Zappa also talks about an early, pre-Mothers of Invention project, scoring the 1962 film The World’s Greatest Sinner, which he calls “the world’s worst movie.” The film, it turned out, didn’t air until 50 years later (Martin Scorsese names it as a favorite). But the mention gives Zappa a chance to show off how much he knows about composing for a 55-piece orchestra. Allen seems unimpressed, and remains so when Zappa begins his performance art. Then the gag strays into a Salvador Dali spoof via a John Cage performance, with Zappa as the weird, debonair straight man to Allen’s mouthy comic.

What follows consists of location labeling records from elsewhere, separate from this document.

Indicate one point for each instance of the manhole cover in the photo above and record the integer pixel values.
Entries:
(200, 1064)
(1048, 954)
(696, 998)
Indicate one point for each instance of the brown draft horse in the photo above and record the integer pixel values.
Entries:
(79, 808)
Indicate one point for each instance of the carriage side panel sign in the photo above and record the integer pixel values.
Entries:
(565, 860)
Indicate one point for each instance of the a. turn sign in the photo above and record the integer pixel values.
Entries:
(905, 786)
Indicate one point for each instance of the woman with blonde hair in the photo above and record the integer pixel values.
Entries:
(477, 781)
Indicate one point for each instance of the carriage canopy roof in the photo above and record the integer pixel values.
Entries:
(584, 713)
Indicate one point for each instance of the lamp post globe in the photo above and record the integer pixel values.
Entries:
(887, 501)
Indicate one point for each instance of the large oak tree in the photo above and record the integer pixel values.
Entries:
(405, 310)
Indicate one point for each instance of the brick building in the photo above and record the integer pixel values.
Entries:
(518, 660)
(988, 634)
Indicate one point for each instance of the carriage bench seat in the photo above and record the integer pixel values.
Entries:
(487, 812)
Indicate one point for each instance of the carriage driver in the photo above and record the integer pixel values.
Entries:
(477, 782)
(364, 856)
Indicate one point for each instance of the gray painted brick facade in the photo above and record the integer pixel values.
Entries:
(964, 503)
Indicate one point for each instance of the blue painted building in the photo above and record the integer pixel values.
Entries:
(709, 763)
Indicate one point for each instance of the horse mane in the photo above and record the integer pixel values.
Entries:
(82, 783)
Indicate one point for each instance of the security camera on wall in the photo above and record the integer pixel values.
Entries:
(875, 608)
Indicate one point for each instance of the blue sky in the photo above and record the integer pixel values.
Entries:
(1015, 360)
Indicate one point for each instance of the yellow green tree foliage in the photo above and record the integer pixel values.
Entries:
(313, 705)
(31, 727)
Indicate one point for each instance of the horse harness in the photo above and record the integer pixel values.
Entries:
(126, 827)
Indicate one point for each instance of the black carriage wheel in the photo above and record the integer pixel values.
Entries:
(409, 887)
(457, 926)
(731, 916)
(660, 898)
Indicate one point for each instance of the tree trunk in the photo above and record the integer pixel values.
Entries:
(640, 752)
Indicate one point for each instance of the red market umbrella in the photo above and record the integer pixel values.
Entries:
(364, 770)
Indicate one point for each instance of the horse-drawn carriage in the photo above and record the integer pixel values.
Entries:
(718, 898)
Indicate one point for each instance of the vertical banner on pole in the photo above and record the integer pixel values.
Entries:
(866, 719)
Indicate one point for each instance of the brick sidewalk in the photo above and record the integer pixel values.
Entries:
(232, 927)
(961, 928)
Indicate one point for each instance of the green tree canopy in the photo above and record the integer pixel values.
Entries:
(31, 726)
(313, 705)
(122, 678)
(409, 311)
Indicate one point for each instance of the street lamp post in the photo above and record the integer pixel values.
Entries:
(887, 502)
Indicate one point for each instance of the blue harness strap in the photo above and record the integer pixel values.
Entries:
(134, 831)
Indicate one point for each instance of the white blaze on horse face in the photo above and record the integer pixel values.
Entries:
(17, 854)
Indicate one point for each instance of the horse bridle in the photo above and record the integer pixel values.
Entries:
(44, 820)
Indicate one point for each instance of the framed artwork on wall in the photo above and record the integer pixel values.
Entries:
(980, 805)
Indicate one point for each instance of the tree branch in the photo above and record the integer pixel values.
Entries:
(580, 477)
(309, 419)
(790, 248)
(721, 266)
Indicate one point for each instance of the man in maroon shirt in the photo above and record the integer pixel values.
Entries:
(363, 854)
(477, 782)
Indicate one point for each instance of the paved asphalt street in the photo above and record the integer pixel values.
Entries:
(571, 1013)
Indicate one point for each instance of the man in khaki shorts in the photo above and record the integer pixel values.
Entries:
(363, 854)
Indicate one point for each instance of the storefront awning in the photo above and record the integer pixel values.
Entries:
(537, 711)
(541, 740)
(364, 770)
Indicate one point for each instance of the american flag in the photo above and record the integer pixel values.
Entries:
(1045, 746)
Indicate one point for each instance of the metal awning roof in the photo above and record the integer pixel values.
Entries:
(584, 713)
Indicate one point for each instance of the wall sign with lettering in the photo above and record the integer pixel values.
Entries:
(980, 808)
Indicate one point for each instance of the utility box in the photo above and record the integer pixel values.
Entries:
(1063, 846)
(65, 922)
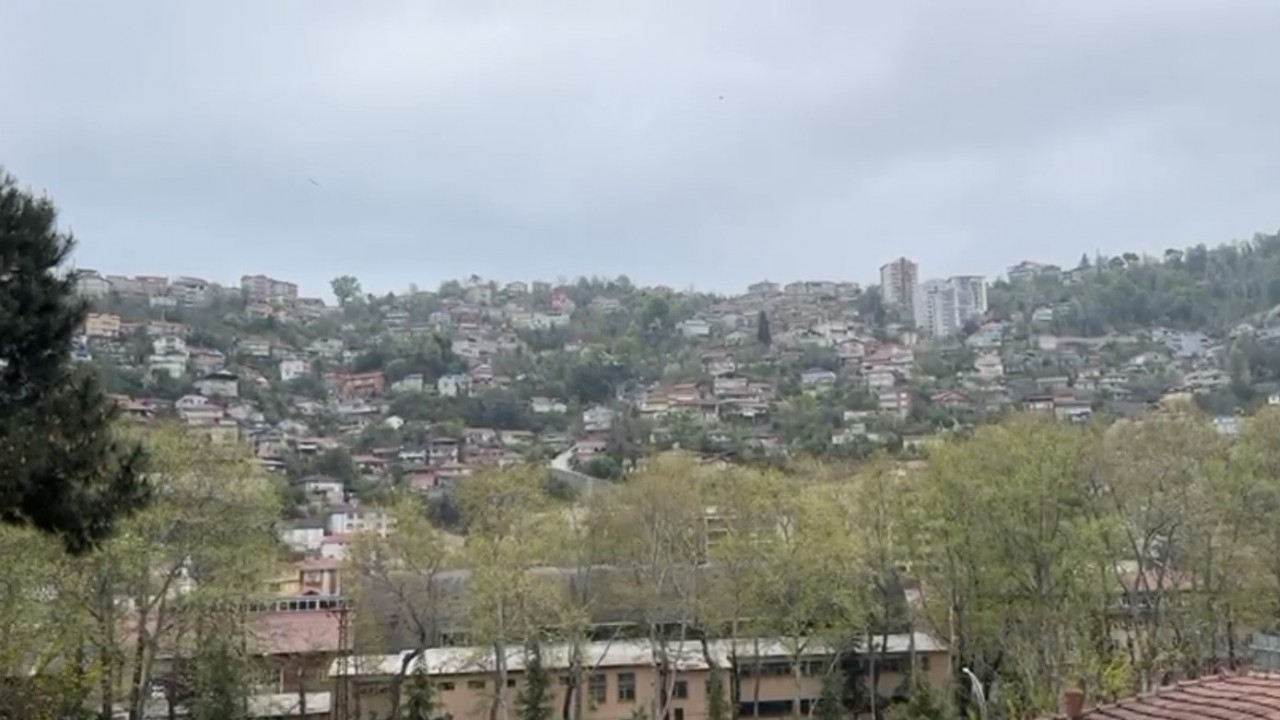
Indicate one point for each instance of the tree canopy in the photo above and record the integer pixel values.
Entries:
(65, 470)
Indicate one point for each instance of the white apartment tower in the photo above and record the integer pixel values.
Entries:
(942, 306)
(899, 279)
(936, 309)
(970, 296)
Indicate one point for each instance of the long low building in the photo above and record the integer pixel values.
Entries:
(622, 677)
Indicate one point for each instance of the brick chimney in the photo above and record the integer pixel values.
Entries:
(1073, 703)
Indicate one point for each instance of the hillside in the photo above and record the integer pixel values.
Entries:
(1197, 288)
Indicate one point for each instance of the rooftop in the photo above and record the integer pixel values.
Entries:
(1255, 696)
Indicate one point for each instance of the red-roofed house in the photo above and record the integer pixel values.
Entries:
(1255, 696)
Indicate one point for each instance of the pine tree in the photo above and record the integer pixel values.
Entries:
(717, 702)
(65, 470)
(922, 703)
(831, 703)
(535, 697)
(220, 677)
(420, 701)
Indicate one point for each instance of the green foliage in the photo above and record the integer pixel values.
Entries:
(717, 697)
(831, 701)
(763, 335)
(220, 673)
(1197, 288)
(923, 702)
(419, 696)
(65, 470)
(344, 288)
(535, 696)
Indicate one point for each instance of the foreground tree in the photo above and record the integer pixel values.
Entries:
(402, 573)
(65, 470)
(186, 565)
(1011, 554)
(511, 533)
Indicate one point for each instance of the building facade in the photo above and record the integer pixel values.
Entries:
(937, 311)
(970, 296)
(261, 288)
(622, 678)
(899, 283)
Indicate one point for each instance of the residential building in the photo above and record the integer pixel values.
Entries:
(970, 296)
(219, 384)
(899, 281)
(624, 673)
(818, 378)
(1028, 270)
(302, 536)
(293, 368)
(261, 288)
(1221, 696)
(170, 345)
(988, 367)
(103, 324)
(190, 291)
(453, 386)
(937, 309)
(91, 285)
(255, 346)
(597, 419)
(360, 384)
(348, 519)
(694, 327)
(543, 405)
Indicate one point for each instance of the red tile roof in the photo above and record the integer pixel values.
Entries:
(1253, 696)
(286, 633)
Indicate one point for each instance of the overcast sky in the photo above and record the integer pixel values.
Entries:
(705, 142)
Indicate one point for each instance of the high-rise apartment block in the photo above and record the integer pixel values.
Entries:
(970, 295)
(899, 279)
(261, 288)
(944, 306)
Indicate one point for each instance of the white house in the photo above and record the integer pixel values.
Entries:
(293, 368)
(323, 488)
(255, 346)
(348, 519)
(172, 365)
(694, 327)
(408, 383)
(170, 345)
(598, 419)
(988, 365)
(817, 377)
(544, 405)
(218, 384)
(302, 536)
(453, 386)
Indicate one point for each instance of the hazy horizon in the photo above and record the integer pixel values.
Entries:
(708, 145)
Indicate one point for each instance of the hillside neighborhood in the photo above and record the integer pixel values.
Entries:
(356, 402)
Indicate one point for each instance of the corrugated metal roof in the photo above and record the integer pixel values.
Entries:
(1255, 696)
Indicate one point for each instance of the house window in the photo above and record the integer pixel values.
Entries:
(598, 688)
(626, 687)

Zappa plays both the right-side-up and the upside-down bike, which involve different techniques. Though it all, he keeps up the patter of a seasoned showman, the directness of a determined bandleader, and a straight face. And perhaps that’s really what’s on display here—not the bicycle as a musical instrument, but the physical act of playing and conducting, using precise movements and sequences to elicit specific effects. For all the humor, there’s no reason not to think Zappa isn’t completely serious about all of this, as it expands into the kind of organized chaos only he could so masterly orchestrate.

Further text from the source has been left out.